Local Pharmacovigilance Requirements in Hungary
This term refers to any activities, operations, or support drug safety services provide for MAHs that seek compliance with their respective pharmacovigilance framework.
- Pharma-Regist Ltd: With over three decades of experience in Hungary's pharmacovigilance industry, the company provides clinical trials, regulatory consulting, and medical device vigilance services. Its offerings include adverse event collection, PSUR submission, EudraVigilance registration, pharmacovigilance training, and consultation for pre- and post-marketing safety monitoring, along with quality system implementation.
- Grove: Provides fully outsourced local pharmacovigilance services, including QPPV reporting, 24/7 adverse event reporting, end-to-end case processing, system quality checks, medical literature monitoring (MLM), client pharmacovigilance training, pharmaceutical product support, and medical device support services.

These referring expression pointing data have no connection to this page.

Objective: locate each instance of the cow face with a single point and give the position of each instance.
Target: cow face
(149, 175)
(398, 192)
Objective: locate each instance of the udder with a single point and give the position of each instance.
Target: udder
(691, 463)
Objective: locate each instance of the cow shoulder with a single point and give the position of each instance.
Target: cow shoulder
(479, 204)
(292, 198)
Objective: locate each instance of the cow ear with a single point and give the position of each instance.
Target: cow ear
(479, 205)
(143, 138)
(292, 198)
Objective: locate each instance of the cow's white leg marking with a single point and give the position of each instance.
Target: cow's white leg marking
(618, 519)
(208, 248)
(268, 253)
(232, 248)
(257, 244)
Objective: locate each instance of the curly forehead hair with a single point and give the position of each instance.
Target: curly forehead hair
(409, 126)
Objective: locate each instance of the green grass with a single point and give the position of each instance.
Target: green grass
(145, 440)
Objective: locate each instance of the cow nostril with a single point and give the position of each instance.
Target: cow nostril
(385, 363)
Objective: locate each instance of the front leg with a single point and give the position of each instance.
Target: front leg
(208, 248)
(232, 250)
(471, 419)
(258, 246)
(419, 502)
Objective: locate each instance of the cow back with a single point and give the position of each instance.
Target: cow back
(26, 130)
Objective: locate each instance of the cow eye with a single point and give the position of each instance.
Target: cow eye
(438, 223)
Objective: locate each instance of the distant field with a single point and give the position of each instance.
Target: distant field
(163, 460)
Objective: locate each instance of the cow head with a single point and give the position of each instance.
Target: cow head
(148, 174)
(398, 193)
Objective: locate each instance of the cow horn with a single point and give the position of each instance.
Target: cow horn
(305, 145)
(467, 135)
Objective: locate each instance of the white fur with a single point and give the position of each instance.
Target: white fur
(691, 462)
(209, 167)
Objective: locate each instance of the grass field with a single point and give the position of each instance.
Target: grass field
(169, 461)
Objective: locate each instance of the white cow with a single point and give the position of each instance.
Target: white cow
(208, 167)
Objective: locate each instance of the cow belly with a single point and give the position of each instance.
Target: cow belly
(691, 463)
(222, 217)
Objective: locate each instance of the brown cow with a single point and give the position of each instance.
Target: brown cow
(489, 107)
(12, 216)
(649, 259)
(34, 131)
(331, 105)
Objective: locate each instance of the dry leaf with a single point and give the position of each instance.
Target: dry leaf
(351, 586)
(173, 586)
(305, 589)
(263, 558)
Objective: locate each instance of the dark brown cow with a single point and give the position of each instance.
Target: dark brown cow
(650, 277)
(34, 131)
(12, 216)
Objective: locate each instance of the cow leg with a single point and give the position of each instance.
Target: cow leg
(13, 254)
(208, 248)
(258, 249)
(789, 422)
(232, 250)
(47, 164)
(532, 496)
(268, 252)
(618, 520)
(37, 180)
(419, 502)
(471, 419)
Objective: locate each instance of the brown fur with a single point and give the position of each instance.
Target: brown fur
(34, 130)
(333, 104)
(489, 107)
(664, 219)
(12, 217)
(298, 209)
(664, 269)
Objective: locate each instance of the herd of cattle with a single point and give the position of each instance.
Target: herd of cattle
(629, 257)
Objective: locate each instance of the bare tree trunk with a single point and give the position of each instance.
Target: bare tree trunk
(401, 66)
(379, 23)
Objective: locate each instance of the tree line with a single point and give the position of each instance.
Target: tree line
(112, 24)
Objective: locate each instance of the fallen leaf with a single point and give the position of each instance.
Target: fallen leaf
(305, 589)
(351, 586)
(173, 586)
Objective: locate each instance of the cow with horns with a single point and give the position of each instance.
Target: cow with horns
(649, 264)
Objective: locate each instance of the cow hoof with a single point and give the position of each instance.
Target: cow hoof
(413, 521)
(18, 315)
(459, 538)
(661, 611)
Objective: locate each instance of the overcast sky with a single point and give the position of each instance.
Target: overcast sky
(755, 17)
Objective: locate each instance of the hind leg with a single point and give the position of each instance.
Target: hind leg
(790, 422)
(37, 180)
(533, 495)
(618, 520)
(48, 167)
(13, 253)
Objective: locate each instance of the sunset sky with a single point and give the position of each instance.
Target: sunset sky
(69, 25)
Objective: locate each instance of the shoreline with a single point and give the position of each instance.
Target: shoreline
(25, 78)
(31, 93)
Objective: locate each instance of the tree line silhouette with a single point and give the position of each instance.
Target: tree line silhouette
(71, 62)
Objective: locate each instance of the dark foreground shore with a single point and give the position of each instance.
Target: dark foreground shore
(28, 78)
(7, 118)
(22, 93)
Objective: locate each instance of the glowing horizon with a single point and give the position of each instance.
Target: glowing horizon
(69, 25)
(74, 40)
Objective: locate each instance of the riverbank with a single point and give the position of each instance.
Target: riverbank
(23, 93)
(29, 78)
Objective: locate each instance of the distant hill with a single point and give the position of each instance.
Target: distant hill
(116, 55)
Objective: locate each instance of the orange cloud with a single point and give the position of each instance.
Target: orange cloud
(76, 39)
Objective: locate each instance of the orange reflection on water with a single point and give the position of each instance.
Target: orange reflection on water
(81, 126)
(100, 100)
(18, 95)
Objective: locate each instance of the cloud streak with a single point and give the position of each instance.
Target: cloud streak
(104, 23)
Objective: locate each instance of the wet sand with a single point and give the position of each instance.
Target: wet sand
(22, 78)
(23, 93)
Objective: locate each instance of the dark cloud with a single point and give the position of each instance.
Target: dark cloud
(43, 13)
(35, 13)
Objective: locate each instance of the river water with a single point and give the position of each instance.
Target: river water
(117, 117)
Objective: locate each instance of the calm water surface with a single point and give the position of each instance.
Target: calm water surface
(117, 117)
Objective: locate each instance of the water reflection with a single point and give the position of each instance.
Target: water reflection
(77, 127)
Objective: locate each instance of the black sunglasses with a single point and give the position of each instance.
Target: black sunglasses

- Inparibus Kft: A leading domestic pharmacovigilance consultancy in Hungary since 2001, offering local representation for foreign companies along with medical literature monitoring and pharmacovigilance support.
- SGS Hungary: Its multilingual team of MDs, PhDs, and pharmaceutical scientists delivers comprehensive pharmacovigilance services, including ICSR management, literature searches, safety reports (DSUR, PSUR, PADER, PAER, and PBRER), clinical overviews, and benefit-risk analyses to ensure regulatory compliance throughout product development.
- Insuvia Hungary: Provides pharmacovigilance and regulatory affairs services tailored to EU and Hungarian regulations, helping companies maintain market compliance and efficiently navigate the regulatory landscape.
- QPPV.hu: Offers EU/EEA QPPV and Local Person Responsible for Pharmacovigilance (LPPV/LSRP) services, complete pharmacovigilance system infrastructure for MAHs and distributors, adverse event processing, medical information services, regulatory compliance support, and training to build in-house pharmacovigilance expertise.
Drug Approval Process in Hungary
Preclinical Studies, both in-vitro and in-vivo, evaluate toxicology, pharmacology, pharmacokinetics and dosage for each product prior to human trials. Their goal is to establish safety and potential efficacy before human trials begin.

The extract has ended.